Voice Clone (TTS)

RapBotRito can generate spoken word audio from its own responses. The TTS pipeline is built as a provider adapter so we can swap vendors, but the current production implementation uses ElevenLabs for the Rito Rhymes voice clone.

User Flow

The assistant bubble renders a “Play Audio” button (AssistantAudioButton).
Clicking the button unlocks audio on the current gesture and either replays cached audio or requests TTS for the current assistant message.
New audio responses are cached in memory and routed through the global Music Bar for playback.

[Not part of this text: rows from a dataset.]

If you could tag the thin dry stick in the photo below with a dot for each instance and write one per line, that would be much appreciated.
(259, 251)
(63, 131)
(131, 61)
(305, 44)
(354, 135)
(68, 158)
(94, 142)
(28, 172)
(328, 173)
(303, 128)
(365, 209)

Request + Playback Pipeline

AssistantAudioButton.tsx builds a speakable string via extractSpeakableText, which removes inline tool tags and normalizes whitespace so the TTS only receives words meant to be spoken.
When no cached audio exists, the button POSTs { text, messageId } to ttsPublicConfig.apiPath and includes Authorization: Bearer when JWT gating is enabled.
/api/tts verifies JWTs (if configured), resolves the provider from ttsServerConfig, and calls synthesizeElevenLabs for ElevenLabs.
The audio ArrayBuffer is stored in useTtsAudioStore (keyed by messageId plus a text hash) and sent to MusicProvider.loadArrayBuffer for playback.
If the message text changes, the cached entry is cleared and regenerated.

Playback Behavior

If the current track id matches the message id, the button seeks to 0 and plays.
If audio exists in useTtsAudioStore but is not loaded, it loads the cached ArrayBuffer with MusicProvider.loadArrayBuffer and plays.
If no cached audio exists (or the text hash changed), it requests /api/tts, stores the result, then plays.

Local Audio Caching

The useTtsAudioStore keeps a per-message record:

status: idle, generating, or ready.
textHash: invalidates cached audio if the assistant message changes.
arrayBuffer: raw bytes used by MusicProvider for immediate playback.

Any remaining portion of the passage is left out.